The white tree above Oakey Grove
I felt very tired after yesterday's journeys and all the catching up with extended family. I started today slowly, which allowed time for the rain to clear and then the wind to pick up speed. In fact it became very gusty with containers flying around the garden at one point this afternoon. It still felt mild out of the wind and there was lots of sunshine as the day wore on. At one point a walker with his dog passed behind the hedge and I noticed the Golden Labrador examining the exit holes of the sett. The dog running in the field is a different one.
I have been waiting to find a good day to blip this view, and it is one of my favourite times of the year when I notice this tree blossoming so vividly in the rather bare landscape at the end of winter. Spring will be soon is the message for me.
I have been trying for several years to identify it, as it does not appear to actually be a Blackthorn as one might presume. I have asked several friends who know more about botany than I do to take a close look. The fruits and seeds are unusual. I wonder whether it was introduced by the badgers having eaten fruit on their wanderings around the back gardens round here and then passed the seed onto the hedgebank, which you can see it is growing on.
The badger sett is very large there, cleverly choosing s a point where the soil is very sandy and easy to burrow into. I often walk there and the tree has several points of growth from the parts of the sett. You can see the extent of the sett this side of the hedge which never becomes ploughed and the cattle who graze the wood and pasture land don't seem to go there either.
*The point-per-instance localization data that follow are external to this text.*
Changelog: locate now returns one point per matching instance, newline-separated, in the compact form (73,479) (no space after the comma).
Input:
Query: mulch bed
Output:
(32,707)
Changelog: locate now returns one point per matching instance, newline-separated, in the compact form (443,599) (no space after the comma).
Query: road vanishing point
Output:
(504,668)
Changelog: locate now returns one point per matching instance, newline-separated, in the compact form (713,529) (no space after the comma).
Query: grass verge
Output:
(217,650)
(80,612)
The rest of the hedgerow doesn't have any other examples of the tree, although the fields have been as they are now for at least three centuries, so one would have expected the tree to spread.
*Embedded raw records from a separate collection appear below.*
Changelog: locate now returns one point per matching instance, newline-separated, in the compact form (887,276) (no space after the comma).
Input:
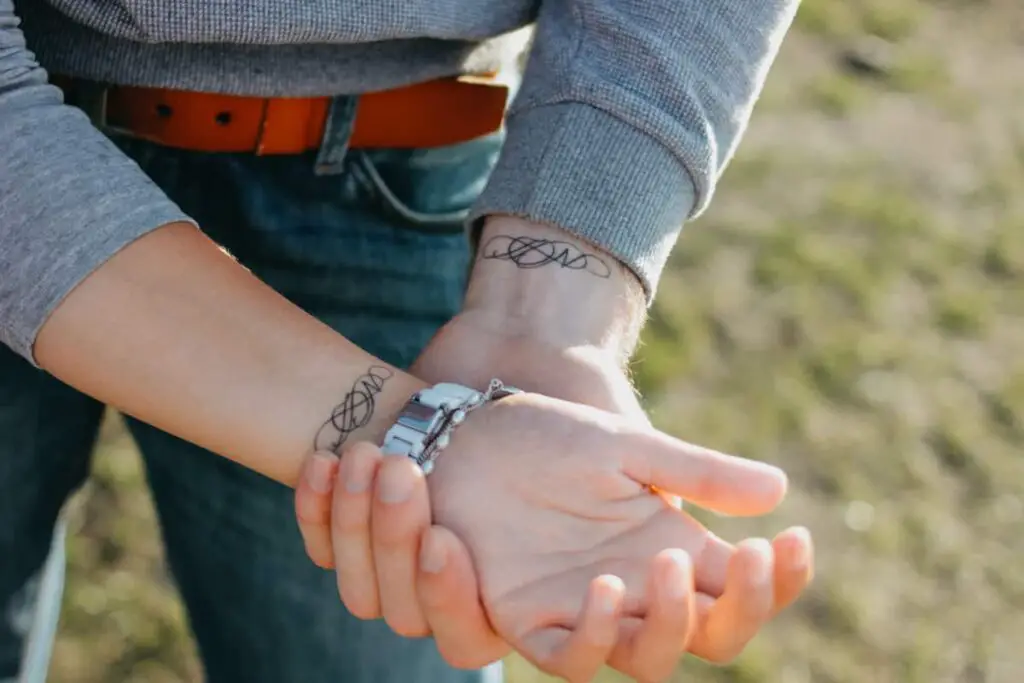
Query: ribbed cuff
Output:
(585,171)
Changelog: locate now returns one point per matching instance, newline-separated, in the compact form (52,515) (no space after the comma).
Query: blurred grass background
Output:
(852,307)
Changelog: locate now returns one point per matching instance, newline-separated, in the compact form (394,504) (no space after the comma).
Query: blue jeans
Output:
(369,242)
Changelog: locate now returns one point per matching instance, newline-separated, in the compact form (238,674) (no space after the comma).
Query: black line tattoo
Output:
(354,411)
(528,252)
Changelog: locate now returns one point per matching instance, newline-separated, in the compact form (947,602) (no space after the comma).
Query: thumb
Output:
(312,506)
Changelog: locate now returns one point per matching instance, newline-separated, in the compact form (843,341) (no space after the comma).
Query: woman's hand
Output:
(446,602)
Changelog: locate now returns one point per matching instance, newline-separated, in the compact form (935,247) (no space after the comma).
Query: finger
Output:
(353,556)
(652,652)
(450,599)
(712,564)
(312,506)
(400,515)
(794,565)
(708,478)
(577,655)
(745,604)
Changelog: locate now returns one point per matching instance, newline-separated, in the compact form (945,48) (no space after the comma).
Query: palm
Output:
(544,517)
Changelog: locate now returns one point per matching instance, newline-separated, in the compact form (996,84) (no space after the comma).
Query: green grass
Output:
(852,307)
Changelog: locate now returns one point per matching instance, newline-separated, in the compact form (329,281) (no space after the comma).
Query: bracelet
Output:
(425,424)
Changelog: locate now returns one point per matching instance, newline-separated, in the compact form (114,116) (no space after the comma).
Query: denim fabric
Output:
(372,244)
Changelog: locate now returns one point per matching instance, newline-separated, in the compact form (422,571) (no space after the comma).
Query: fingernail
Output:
(357,473)
(395,485)
(321,472)
(431,554)
(678,574)
(608,599)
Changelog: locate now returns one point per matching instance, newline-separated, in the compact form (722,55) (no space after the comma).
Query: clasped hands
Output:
(549,526)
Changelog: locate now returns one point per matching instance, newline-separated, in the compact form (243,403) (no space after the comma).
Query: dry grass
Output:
(852,308)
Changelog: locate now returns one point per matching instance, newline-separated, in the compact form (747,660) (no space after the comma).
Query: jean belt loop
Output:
(337,132)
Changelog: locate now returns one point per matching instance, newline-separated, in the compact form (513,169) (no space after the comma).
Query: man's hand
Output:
(379,573)
(570,343)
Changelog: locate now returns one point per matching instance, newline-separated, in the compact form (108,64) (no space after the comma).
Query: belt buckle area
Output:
(92,99)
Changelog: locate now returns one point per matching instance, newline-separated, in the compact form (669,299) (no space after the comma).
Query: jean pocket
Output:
(429,190)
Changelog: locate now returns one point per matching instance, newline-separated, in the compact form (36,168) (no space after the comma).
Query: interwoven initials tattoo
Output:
(528,252)
(354,411)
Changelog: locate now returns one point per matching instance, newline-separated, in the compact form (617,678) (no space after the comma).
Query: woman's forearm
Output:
(174,332)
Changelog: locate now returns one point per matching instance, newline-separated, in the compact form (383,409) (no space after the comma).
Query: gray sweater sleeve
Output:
(69,199)
(628,114)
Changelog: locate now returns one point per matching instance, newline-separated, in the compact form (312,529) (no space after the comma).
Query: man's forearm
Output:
(174,332)
(545,284)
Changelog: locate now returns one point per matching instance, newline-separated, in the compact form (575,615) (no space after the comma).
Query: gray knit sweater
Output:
(627,114)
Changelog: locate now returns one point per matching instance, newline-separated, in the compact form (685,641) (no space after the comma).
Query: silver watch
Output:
(425,425)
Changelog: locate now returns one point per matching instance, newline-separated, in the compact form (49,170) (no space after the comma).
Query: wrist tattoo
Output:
(354,411)
(527,252)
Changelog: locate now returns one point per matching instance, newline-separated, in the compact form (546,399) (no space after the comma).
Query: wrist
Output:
(542,283)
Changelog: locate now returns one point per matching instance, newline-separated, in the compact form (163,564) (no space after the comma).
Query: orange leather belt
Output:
(427,115)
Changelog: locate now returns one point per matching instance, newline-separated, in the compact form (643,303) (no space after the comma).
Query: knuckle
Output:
(408,627)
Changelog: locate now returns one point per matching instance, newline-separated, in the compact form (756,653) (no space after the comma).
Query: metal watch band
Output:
(425,424)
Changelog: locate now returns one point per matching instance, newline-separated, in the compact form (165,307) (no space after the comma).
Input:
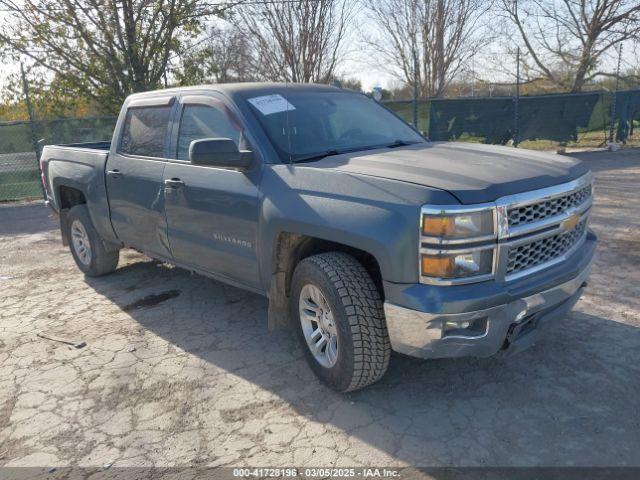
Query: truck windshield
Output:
(308,125)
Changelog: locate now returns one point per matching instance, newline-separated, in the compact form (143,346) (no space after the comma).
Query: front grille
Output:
(549,208)
(544,250)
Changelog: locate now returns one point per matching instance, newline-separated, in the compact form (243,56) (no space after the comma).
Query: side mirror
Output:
(219,152)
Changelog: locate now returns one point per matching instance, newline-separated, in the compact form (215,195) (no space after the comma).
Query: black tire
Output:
(354,301)
(101,260)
I was standing to take this picture at the bottom of our garden looking south-eastwards towards The Heavens, which is an area above the far woodland. The branches on the right foreground are from the old sycamore tree, which I am standing in the middle of its several trunks. In the foreground you can just see what appear to be twigs, but are in fact the tops of a large oak tree which is growing beside the Lime Brook just down the hull from our garden. The trees in the bushes towards the left are actually on the other side of the stream, where the old Way, the remnants of an ancient holloway, runs down to Bowbridge. Those tree are growing in the garden of the WayHouse, the site of a group of houses, barns and gardens dating from at least 1600, which was finally pulled down in the 1950s.
The trees at the lower right are in Oakey Grove, which straddles another stream running down a side valley from The Heavens, where a big spring gushes out of the ground all year round. From there the valleys rises up to where the badger sett is.
At night, I sometimes hear the badger calls coming from exactly this point across the valleys, but I don't think they are the ones who visit our back garden regularly. I'm hoping to catch a blip of the badgers in the garden when summer arrives. I have photographed already them from my rear windows, but if I am in the cabin they probably won't smell me and I can surprise them at close range.